102
votes

Say for example I had an application sending the following HTTP headers to set to cookie named "a":

Set-Cookie: a=1;Path=/;Version=1
Set-Cookie: a=2;Path=/example;Version=1

If I access /example on the server both paths are valid, so I have two cookies named "a"! Since the browser doesn't send any path information, the two cookies cannot be distinguished.

Cookie: a=2; a=1

How should this case be handled? Pick the first one? Create a list with all cookie values? Or should such a case be considered as a developer's mistake?

6
I would do my best (read: everything I can) to avoid duplicate cookie names. Most people have never run into this issue -- for good reason.user166390
Website can only read its own cookie. It cannot read cookie of the other website/domain. This security is ensured by browser. This may be a tip for absolute beginners ( I had this confusion )Arun

6 Answers

42
votes

From this article on SitePoint:

If multiple cookies of the same name match a given request URI, one is chosen by the browser.

The more specific the path, the higher the precedence. However precedence based on other attributes, including the domain, is unspecified, and may vary between browsers. This means that if you have set cookies of the same name against “.example.org” and “www.example.org”, you can’t be sure which one will be sent back.

Edit: this information from 2010 appears to be outdated, it seems browsers can now send multiple cookies in return, see answer by @Nate below for details

99
votes

The answer referring to an article on SitePoint is not entirely complete.

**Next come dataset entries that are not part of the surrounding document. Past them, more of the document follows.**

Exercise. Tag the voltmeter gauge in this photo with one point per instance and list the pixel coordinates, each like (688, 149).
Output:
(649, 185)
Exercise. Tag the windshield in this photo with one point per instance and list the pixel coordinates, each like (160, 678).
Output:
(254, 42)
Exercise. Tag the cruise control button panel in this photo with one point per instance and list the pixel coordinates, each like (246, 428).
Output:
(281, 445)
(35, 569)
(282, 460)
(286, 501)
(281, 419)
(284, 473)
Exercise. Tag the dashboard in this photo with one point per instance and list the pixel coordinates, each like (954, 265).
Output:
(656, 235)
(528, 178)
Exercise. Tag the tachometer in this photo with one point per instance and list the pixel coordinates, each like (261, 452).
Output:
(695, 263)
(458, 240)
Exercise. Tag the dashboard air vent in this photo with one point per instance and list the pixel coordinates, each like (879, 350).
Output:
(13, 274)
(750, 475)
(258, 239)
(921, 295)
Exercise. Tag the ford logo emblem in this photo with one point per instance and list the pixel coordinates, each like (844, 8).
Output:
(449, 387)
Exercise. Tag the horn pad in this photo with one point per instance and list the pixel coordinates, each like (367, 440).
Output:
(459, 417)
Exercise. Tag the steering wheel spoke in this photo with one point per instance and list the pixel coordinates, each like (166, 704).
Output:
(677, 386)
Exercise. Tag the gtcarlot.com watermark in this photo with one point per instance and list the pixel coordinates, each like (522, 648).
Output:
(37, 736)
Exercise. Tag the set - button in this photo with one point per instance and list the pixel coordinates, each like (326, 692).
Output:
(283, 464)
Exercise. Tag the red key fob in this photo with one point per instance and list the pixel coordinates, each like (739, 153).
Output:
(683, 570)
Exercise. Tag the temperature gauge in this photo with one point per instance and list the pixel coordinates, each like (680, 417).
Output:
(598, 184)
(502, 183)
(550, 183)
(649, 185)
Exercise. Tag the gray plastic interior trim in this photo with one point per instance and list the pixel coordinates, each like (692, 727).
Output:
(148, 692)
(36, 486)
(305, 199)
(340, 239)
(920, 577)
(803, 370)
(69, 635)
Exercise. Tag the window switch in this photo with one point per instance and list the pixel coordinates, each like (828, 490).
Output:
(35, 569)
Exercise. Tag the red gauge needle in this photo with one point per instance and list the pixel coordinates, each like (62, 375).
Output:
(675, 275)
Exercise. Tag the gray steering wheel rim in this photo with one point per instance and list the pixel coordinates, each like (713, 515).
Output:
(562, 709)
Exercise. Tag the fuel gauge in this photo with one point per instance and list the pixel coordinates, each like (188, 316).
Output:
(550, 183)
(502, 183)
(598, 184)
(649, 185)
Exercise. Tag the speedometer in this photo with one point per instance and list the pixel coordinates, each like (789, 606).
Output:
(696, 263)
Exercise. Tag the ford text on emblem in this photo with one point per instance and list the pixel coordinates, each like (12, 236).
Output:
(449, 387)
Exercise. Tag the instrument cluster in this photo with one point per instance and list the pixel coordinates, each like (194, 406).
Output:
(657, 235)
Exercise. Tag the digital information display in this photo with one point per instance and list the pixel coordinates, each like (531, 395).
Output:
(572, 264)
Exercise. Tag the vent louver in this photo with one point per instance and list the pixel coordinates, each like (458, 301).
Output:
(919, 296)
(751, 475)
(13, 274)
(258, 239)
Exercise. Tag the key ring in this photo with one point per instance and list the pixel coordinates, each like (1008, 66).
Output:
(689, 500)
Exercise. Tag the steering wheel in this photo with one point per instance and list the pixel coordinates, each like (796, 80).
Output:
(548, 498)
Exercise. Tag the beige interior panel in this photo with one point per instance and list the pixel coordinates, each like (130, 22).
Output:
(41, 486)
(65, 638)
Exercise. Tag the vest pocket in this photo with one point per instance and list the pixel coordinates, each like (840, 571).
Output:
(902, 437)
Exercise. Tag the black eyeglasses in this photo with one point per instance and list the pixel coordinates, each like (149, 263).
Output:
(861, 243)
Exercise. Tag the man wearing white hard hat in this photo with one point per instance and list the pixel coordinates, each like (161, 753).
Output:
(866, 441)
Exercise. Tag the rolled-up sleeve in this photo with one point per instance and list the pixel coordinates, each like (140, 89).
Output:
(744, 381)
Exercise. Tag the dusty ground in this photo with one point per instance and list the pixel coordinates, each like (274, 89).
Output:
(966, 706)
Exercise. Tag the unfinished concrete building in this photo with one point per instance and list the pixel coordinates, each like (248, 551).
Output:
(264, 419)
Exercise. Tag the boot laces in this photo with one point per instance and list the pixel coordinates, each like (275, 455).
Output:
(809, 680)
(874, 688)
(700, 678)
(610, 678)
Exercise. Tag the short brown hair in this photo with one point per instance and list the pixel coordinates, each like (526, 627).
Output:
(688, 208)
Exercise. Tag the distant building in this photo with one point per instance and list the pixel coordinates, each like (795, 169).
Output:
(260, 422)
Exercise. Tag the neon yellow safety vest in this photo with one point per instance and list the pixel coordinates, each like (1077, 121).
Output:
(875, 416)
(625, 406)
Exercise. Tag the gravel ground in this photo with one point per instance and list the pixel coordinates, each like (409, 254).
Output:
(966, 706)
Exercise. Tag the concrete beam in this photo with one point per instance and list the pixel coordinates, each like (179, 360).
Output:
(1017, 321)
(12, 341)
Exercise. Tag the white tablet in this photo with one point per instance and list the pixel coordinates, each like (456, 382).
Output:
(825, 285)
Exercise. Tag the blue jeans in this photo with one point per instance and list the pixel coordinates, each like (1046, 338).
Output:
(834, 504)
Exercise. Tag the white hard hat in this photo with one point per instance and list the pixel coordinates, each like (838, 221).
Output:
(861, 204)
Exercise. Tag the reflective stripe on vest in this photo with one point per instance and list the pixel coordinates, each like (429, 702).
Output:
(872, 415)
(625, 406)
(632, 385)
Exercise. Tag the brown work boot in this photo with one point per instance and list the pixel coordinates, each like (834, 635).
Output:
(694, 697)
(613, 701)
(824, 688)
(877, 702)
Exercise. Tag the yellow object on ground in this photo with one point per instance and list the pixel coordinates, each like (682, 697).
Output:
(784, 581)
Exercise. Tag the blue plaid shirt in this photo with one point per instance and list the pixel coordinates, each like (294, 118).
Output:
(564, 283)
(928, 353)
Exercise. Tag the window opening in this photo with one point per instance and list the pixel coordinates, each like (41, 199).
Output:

Please see RFC 6265 (to be fair, this RFC was released in 2011 after this question was posted, which supersedes previous RFC 2965 from 2000 and RFC 2109 from 1997).

Section 5.4, subsection 2 has this to say:

The user agent SHOULD sort the cookie-list in the following order:

  • Cookies with longer paths are listed before cookies with shorter paths.

NOTE: Not all user agents sort the cookie-list in this order, but this order reflects common practice when this document was written, and, historically, there have been servers that (erroneously) depended on this order.

There is also this little gem in section 4.2.2:

... servers SHOULD NOT rely upon the serialization order. In particular, if the Cookie header contains two cookies with the same name (e.g., that were set with different Path or Domain attributes), servers SHOULD NOT rely upon the order in which these cookies appear in the header.

In your example request cookie (Cookie: a=2; a=1) note that the cookie set with the path /example (a=2) has a longer path than the one with the path / (a=1) and so it is sent back to you first in line, which matches the recommendation of the spec. Thus you are more or less correct in your assumption that you could select the first value.

Unfortunately the language used in RFCs is extremely specific - the use of the words SHOULD and SHOULD NOT introduce ambiguity in RFCs. These indicate conventions that should be followed, but are not required to be conformant to the spec. While I understand the RFC for this quite well, I haven't done the research to see what real-world clients do; it's possible one or more browsers or other softwares acting as HTTP clients may not send the longest-path cookie (eg: /example) first in the Cookie: header.

If you are in a position to control the value of the cookie and you want to make your solution foolproof, you are best off either:

  1. using a different cookie name to override in certain paths, such as:

    • Set-cookie: a-global=1;Path=/;Version=1
    • Set-cookie: a-example=2;Path=/example;Version=1
  2. storing the path you need in the cookie value itself:

    • Set-cookie: a=1&path=/;Path=/;Version=1
    • Set-cookie: a=2&path=/example;Path=/example;Version=1

Both of these workarounds require additional logic on the server to pick the desired cookie value, by comparing the requested URL against the list of available cookies. It's not too pretty. It's unfortunate the RFC did not have the foresight to require that a longer path completely overrides a cookie with a shorter path (eg: in your example, you would receive Cookie: a=2 only).

2
votes

There is nothing wrong with having multiple values for the same name... if you want them. You might even embed additional context in the value.

If you don't, then of course different names are a solution if you want both contexts.

The alternative is to send the same cookie name with the same path (and domain) even from the more specific paths. Those set cookie instructions will overwrite the value of that cookie.

Now that you know the most important part (how they work), and that you can accomplish what you need in a few different ways, my answer to your question is: this is a developer issue.

0
votes

I'm certainly aware of applications which do this extensively using multiple session ids - and seem to work consistently. However I don't know - and have no intention of finding out - if they do so because the browser returns the cookies in a consistent order depending on when they were set / which path they were set for or whether the app tries to match each one to an existing session.

I would strongly recommend that this practice be avoided.

However if you really want to know how the browsers (and apps) handle this scenario, why not build a test rig and try it out.

0
votes

If you use the Java/Scala framework Play: watch out! If a request contains multiple cookies with the same name, Play will only present 1 of them to your code.

-2
votes

If you need to distinguish them you have to give them different key values.